We have supported ministries of health in many countries, including Mozambique, Uganda, Nigeria, South Sudan and Zambia, to train and equip community health workers to diagnose and treat the three common childhood illnesses or refer sick newborns and severe cases to the nearest health facility. We have been building on this work to test and scale up innovations to address some of the key issues affecting community based health delivery. In South Sudan, we have integrated nutrition into our iCCM programmes, allowing community health workers to address undernutrition as well as common childhood illnesses. We have also expanded our iCCM work to Myanmar, which has the highest child mortality rate in Southeast Asia. 

In addition to iCCM, we also work with communities to improve health-seeking behaviour and to change attitudes and perceptions through community dialogues, health clubs and behaviour change initiatives. These strategies have been found to be highly effective in motivating rural communities to identify and address common health challenges that they face on a daily basis. 
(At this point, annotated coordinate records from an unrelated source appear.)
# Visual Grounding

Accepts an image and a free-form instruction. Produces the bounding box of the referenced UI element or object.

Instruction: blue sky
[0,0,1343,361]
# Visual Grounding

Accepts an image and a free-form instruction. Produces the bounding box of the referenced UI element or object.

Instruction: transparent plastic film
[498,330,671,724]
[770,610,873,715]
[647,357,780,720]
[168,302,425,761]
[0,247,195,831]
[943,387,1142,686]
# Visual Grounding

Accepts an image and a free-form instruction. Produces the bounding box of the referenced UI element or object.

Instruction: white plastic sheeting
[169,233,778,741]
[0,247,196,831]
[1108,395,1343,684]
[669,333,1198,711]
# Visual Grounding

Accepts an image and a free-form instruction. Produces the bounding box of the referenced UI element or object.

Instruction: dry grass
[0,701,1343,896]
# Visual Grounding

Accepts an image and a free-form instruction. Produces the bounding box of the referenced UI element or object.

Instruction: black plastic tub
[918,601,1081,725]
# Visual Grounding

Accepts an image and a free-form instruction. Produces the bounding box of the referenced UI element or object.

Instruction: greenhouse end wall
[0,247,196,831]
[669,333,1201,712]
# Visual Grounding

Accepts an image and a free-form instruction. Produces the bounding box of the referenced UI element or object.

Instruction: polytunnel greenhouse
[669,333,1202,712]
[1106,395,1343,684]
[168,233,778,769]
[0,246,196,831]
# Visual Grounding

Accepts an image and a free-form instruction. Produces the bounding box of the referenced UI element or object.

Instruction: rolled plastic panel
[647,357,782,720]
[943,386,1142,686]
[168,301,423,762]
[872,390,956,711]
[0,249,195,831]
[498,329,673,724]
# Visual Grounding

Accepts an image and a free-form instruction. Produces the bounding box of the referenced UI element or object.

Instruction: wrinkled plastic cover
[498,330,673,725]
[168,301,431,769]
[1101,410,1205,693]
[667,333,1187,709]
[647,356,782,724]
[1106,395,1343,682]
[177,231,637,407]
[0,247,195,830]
We also work with communities to improve delivery and uptake of drugs, such as for seasonal malaria chemoprevention and mass drug administration for neglected tropical diseases. Despite these drugs being highly effective and affordable when administered, resistance and misconceptions from the community can often pose a challenge to achieving coverage. By sensitising community members to these strategies through dialogues, health clubs, and through outreach to religious leaders, town criers and mass media, we are able to reach the most vulnerable and remote populations more effectively.  

This approach can only be effective and sustainable as part of a wider health systems strengthening approach, however. For this reason, implementing governments need to ensure appropriate policies are in place and that community based health workers are well-trained and equipped, supported by the formal health system and motivated in order to provide high quality care.